Minister, British Embassy, Tokyo
- In office 1999–2003
- Preceded by: Charles Humphrey
- Succeeded by: Martin Hatfull

Director, Research, Foreign and Commonwealth Office
- In office 1996–1999
- Preceded by: Basil Eastwood
- Succeeded by: Richard Lavers

British Consul-General in St. Petersburg
- In office 1992–1995
- Preceded by: Dame Barbara Hay
- Succeeded by: John Guy

Personal details
- Born: June 8, 1949
- Died: February 16, 2022 (aged 72)
- Education: Westcliff High School for Boys Merton College, Oxford
- Occupation: Diplomat

= Stuart Jack =

British diplomat (1949–2022)

Stuart Duncan Macdonald Jack (8 June 1949 – 16 February 2022) was a British diplomat, latterly serving as the Governor of the Cayman Islands from 2005 until 2009.

== Education ==

Educated at Westcliff High School for Boys; and then Merton College, Oxford.

== Career ==

Jack joined the Foreign and Commonwealth Office in 1972 after serving with the VSO in the Kingdom of Laos. After joining the Eastern European and Soviet Department, Jack took posts in Tokyo and Moscow. He went on secondment to the Bank of England from 1984 to 1985, and then returning to Tokyo for another four-year posting.

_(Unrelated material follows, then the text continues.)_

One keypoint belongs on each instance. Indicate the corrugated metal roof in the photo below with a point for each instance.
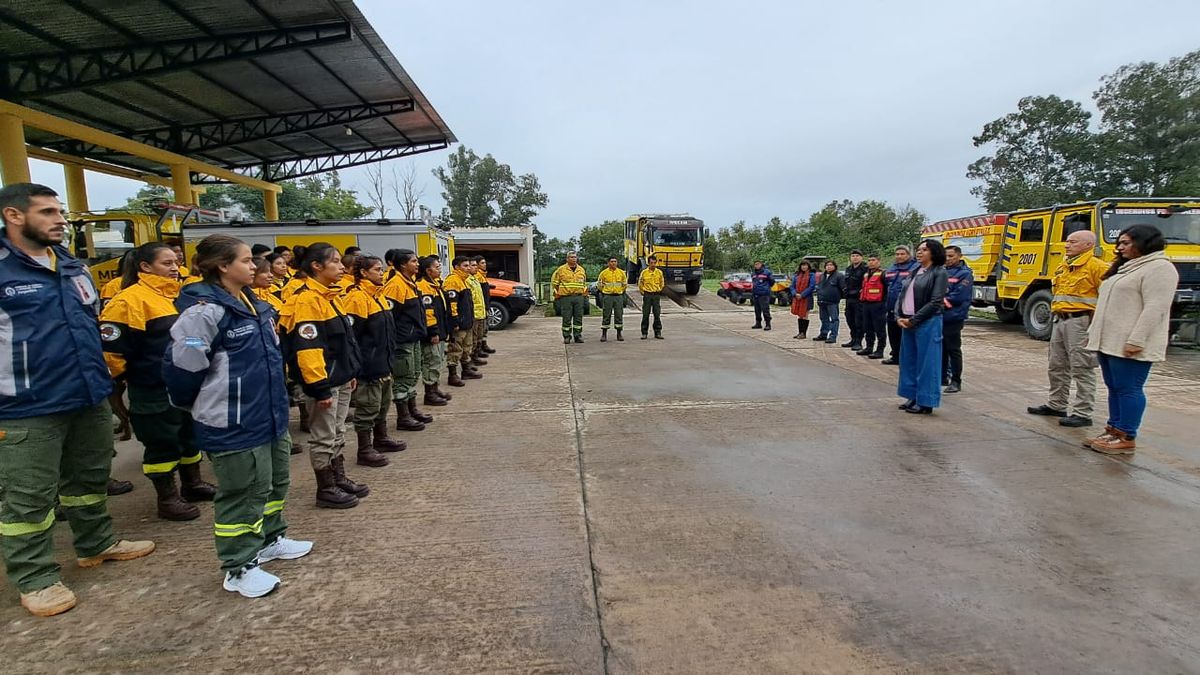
(264, 88)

In 1989, Jack served as the FCO's Diplomatic Service Inspector, before being posted to St. Petersburg as Consul-General from 1992 to 1995. He then served as Head of the FCO's Research Analysts cadre from 1996 to 1999, returning to Tokyo as Minister. After a brief spell back in the office in 2003–2004, Jack took his last posting as Governor of the Cayman Islands in 2005, retiring in 2009.

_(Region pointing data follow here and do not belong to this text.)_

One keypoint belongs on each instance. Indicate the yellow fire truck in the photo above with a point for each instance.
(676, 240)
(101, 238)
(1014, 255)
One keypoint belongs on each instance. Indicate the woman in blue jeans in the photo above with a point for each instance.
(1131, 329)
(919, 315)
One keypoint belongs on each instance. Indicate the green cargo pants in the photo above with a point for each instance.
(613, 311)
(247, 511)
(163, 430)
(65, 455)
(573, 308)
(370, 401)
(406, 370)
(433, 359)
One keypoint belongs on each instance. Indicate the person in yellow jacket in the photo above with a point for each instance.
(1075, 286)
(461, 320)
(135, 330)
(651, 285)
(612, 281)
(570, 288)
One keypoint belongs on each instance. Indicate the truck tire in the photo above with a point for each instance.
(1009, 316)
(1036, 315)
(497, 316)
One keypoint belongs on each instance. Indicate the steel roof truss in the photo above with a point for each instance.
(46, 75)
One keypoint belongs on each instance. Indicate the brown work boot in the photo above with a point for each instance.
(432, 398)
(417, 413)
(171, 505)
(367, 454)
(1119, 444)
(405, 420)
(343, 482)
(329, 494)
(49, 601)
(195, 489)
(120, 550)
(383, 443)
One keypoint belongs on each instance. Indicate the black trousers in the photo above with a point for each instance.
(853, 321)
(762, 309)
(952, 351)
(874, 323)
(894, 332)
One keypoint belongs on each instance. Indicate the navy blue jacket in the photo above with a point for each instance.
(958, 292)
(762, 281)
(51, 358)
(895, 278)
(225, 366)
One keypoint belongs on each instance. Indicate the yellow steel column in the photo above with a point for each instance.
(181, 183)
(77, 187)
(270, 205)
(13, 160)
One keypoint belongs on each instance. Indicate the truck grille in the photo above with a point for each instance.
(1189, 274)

Jack was appointed a Commander of the Royal Victorian Order (C.V.O.) in 1994 after the Queen's State Visit to St. Petersburg.

== Scouting ==

Jack was Chief Scout of The Scout Association of the Cayman Islands from October 2006. In his youth, he was involved in Scouting, including time as a Cub Scout.

== Offices held ==

Diplomatic posts
| Preceded byDame Barbara Hay | British Consul-General in St. Petersburg 1992-1995 | Succeeded byJohn Guy |
| Preceded byBasil Eastwood | Director, Research of the Foreign and Commonwealth Office 1996-1999 | Succeeded byRichard Lavers |
| Preceded byCharles Humfrey | Minister, British Embassy in Tokyo 1999-2003 | Succeeded by Martin Hatfull |
| Preceded byBruce Dinwiddy | Governor of the Cayman Islands 2005-2009 | Succeeded byDuncan Taylor |

== Death ==

Jack died on 16 February 2022, at the age of 72. A statement was issued by the then Governor Martyn Roper on the 21 February 2022.